From Tyler Cowen of all people:
I remain a supporter of Remain, for reasons I will not recap here, but I am also a realist and I recognize that a commitment to the European Union requires a substantial commitment from the population, more than a mere fifty percent and in the United Kingdom we do not see that close to that. You probably know that the Tories seem to have won a smashing victory in today’s election, and by campaigning on Brexit as their main issue. And you can’t just blame Corbyn — his ascendancy and leadership were endogenous to the broader process, and getting rid of him to reverse Brexit it turned out was not the priority.
So do you know who looks much better in retrospect? Yes, David Cameron. After the initial referendum I heard from the usual elites the notion that Cameron committed some kind of inexplicable, aberrant error by allowing the referendum in the first place.

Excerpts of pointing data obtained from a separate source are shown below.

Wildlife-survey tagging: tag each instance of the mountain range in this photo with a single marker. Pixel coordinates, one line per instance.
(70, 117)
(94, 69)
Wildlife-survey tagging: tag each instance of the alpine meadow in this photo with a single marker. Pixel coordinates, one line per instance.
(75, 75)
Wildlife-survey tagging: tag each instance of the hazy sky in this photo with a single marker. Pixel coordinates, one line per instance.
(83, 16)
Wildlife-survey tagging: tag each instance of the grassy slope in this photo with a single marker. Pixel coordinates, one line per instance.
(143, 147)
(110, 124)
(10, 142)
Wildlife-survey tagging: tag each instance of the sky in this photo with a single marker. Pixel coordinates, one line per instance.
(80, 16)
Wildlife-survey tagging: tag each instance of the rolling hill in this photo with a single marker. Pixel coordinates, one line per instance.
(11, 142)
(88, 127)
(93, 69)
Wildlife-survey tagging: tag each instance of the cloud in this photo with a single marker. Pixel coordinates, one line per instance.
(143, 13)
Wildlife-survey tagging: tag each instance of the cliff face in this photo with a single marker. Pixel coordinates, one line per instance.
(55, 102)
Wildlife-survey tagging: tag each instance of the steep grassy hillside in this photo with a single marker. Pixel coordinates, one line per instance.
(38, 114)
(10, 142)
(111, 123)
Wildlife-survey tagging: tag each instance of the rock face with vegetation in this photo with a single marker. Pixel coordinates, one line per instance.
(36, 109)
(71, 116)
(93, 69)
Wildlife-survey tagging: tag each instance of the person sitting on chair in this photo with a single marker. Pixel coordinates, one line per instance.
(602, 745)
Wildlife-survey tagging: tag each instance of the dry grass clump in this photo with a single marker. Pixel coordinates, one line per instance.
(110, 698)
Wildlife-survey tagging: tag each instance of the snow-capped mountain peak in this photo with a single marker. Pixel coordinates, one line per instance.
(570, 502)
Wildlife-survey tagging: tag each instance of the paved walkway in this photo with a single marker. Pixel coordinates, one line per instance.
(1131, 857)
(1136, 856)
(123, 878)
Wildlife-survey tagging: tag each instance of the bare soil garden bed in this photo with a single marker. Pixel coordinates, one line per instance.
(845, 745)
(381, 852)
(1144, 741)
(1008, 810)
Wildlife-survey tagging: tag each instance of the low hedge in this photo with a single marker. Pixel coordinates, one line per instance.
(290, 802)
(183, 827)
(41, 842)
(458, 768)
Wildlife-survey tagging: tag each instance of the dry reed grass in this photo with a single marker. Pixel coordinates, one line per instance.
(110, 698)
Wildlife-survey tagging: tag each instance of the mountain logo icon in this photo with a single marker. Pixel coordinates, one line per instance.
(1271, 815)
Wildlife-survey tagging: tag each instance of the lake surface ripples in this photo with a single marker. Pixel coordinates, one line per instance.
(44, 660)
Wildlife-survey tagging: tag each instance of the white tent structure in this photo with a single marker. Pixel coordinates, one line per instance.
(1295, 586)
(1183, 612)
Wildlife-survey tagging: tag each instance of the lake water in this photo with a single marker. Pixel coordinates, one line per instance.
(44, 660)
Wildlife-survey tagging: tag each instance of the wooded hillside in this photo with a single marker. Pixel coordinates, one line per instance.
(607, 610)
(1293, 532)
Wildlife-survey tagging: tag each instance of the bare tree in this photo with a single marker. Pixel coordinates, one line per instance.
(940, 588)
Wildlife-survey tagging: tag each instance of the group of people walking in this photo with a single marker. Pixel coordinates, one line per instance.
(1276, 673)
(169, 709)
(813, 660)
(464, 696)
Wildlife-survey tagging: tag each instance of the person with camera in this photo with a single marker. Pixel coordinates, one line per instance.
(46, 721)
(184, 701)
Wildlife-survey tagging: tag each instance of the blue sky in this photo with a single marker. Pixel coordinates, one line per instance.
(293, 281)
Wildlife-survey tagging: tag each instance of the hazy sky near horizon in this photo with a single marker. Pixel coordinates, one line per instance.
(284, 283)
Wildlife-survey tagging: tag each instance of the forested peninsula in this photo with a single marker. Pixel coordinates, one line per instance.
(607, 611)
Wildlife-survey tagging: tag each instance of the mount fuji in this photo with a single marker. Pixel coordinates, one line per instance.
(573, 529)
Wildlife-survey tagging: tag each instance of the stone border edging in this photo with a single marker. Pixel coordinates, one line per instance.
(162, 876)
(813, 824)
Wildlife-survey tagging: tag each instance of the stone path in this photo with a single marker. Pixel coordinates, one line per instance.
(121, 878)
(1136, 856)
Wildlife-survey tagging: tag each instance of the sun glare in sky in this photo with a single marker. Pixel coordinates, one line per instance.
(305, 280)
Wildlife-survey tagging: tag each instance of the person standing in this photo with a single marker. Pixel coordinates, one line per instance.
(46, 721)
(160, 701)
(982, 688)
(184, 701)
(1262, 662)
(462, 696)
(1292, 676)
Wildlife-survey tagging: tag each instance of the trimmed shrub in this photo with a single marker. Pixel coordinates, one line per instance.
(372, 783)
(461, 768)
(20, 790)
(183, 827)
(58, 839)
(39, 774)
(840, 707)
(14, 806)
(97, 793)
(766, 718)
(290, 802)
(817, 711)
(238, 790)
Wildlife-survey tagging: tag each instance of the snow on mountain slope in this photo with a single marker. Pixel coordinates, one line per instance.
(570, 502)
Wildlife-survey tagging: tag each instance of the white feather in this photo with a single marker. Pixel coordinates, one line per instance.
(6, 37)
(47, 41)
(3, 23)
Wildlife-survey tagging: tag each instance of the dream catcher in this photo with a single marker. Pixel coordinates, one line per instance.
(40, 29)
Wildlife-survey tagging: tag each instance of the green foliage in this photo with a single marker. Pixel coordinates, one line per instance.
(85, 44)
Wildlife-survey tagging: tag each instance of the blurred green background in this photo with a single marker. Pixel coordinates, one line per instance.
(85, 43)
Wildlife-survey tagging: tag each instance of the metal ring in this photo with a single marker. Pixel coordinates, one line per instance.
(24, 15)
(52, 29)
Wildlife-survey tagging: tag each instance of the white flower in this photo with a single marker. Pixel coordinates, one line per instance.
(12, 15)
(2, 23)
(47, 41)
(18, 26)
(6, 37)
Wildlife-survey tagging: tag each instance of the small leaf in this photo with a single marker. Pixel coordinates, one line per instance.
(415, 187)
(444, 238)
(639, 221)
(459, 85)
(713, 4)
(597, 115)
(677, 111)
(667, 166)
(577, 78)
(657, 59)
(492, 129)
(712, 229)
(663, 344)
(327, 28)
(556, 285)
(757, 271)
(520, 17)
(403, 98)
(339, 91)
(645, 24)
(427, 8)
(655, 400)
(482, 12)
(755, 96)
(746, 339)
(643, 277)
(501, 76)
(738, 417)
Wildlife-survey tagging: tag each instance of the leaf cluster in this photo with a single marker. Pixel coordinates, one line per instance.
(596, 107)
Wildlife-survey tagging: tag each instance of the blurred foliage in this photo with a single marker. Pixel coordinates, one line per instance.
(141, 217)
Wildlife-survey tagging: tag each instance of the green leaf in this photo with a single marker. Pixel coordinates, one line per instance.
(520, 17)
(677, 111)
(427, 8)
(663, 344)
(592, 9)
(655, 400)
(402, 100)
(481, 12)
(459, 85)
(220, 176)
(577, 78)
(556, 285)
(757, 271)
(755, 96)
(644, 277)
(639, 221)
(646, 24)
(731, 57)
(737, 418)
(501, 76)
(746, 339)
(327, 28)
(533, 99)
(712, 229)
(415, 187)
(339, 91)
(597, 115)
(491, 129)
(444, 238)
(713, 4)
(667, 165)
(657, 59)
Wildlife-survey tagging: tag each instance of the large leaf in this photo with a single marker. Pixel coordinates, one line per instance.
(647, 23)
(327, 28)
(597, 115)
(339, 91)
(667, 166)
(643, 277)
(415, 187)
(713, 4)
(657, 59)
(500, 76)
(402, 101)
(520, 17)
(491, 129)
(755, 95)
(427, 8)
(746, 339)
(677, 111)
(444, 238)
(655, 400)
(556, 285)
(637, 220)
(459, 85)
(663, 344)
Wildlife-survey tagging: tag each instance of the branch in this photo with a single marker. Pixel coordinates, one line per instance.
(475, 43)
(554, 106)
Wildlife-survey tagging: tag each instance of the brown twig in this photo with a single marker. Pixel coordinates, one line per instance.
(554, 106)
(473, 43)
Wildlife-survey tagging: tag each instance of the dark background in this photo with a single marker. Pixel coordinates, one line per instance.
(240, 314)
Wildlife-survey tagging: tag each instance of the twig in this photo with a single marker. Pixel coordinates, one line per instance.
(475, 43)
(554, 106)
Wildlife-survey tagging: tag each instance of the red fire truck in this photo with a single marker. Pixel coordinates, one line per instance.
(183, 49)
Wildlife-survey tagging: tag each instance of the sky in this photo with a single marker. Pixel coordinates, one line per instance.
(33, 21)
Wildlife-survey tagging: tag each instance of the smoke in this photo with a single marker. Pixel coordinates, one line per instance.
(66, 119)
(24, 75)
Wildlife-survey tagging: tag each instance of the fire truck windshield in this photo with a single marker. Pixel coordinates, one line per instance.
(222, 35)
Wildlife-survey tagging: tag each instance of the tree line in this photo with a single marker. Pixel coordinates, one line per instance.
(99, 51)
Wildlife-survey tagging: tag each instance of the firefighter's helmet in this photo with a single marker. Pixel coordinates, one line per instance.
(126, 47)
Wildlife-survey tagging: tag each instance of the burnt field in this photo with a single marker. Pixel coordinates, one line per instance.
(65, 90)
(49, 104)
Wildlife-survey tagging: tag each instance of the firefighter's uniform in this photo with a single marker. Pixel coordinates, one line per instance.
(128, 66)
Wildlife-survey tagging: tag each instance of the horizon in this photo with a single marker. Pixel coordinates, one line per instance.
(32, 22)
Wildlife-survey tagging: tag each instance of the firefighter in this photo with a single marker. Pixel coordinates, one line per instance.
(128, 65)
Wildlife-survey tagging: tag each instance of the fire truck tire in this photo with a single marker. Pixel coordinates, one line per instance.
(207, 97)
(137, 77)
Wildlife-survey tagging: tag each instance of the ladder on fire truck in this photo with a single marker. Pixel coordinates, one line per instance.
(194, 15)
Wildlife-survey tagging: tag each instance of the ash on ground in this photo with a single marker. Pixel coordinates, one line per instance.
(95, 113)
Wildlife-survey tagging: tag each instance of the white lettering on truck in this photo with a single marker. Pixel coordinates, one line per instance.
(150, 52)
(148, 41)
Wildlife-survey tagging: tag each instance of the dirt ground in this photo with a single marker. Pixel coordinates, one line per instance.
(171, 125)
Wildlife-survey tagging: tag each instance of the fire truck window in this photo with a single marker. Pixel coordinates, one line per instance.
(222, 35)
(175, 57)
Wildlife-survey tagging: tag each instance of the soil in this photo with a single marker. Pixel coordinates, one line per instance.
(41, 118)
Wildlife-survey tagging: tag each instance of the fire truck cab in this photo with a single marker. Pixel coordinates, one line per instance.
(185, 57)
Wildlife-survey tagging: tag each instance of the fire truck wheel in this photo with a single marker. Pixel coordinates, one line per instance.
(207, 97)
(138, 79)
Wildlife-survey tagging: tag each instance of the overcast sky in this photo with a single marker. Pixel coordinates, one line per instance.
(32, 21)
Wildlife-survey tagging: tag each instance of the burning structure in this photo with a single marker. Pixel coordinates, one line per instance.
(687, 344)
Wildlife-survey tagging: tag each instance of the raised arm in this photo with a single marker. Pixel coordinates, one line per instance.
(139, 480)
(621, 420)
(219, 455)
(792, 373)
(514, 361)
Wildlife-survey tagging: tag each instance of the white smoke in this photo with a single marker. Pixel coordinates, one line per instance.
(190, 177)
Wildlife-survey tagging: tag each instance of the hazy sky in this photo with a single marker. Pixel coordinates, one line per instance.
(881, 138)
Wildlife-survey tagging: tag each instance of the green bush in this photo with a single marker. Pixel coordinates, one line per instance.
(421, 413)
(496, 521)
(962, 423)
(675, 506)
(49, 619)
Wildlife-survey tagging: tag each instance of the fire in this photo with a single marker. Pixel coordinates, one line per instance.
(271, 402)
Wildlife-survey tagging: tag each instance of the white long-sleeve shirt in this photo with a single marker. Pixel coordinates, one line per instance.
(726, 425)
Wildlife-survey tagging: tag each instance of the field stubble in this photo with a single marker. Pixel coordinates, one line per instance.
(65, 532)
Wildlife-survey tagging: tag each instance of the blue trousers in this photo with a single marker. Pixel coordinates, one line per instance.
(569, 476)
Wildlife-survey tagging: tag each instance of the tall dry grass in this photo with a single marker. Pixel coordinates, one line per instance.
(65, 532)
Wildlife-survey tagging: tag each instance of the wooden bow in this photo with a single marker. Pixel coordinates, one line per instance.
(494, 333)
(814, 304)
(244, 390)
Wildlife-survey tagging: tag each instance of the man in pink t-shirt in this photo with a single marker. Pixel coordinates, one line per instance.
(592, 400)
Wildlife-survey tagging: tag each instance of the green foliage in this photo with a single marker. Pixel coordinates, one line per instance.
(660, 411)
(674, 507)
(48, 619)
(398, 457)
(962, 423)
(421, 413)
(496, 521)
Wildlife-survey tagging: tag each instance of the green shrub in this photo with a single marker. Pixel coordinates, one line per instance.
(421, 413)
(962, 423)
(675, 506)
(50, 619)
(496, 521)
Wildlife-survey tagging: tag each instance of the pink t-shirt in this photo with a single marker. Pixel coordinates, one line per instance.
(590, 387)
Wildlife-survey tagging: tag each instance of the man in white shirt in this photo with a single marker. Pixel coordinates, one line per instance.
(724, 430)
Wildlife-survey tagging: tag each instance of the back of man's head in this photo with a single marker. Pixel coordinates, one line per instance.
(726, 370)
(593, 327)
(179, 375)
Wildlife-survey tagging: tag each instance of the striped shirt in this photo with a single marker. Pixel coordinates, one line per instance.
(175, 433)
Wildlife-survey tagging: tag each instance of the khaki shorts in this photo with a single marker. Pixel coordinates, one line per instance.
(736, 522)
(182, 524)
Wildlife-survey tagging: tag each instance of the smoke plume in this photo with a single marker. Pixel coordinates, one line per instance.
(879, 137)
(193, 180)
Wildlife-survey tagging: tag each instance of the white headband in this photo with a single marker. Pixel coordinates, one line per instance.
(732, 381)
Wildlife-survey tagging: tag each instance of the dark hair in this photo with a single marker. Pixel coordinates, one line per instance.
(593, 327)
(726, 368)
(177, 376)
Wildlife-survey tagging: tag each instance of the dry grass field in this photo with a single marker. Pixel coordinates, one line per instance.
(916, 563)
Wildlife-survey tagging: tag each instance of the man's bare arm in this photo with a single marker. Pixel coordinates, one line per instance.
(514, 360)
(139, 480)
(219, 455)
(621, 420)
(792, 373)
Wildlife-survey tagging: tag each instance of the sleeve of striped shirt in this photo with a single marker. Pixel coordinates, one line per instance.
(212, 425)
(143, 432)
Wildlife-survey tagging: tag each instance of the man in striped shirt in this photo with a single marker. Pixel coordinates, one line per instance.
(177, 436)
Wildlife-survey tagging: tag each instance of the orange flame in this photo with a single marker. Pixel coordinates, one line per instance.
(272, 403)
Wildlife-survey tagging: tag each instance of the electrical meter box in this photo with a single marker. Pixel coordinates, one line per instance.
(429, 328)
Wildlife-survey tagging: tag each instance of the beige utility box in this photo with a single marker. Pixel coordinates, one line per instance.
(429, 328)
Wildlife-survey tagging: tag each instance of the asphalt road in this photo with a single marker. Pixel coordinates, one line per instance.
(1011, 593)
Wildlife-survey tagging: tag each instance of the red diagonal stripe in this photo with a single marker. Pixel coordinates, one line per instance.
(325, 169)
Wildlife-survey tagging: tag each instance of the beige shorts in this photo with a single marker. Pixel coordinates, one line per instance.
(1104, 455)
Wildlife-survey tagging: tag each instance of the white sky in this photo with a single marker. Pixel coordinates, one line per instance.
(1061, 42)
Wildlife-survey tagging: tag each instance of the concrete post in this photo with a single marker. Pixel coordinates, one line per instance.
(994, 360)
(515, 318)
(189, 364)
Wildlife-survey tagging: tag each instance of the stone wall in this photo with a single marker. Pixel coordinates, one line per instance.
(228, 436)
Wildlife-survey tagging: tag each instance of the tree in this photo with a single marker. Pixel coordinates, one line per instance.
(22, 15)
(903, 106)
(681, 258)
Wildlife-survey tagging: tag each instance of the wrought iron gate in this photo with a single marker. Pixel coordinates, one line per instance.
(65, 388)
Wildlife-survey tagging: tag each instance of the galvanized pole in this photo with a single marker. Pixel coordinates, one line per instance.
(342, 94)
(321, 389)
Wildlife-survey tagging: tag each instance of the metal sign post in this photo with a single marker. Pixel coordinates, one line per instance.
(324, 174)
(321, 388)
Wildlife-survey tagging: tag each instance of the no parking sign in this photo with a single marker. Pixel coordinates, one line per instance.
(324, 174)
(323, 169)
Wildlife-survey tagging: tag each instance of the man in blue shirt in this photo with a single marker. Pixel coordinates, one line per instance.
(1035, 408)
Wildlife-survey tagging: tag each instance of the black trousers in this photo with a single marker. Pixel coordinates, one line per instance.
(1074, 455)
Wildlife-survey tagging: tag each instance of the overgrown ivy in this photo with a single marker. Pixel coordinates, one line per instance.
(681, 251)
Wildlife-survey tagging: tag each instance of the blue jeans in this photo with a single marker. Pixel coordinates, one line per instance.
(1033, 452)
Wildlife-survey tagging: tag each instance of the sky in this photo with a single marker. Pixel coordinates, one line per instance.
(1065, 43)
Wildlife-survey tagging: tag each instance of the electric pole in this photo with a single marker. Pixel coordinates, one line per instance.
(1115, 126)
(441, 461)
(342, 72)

That notion is much harder to entertain after today. Even if you are pro-Remain, we should now see that either the referendum, or something like it, was indeed a necessary step in British politics. Cameron himself saw this, and thought that a later referendum, run by an EU-hostile Tory government, could in fact go much worse than what he chanced. So it seems with hindsight that Cameron was pretty prescient, even if he did not get what he wanted.
The only flaw in that argument is its assumption that Cameron was thinking of the population as a whole, rather than of the Europhobes in his own party.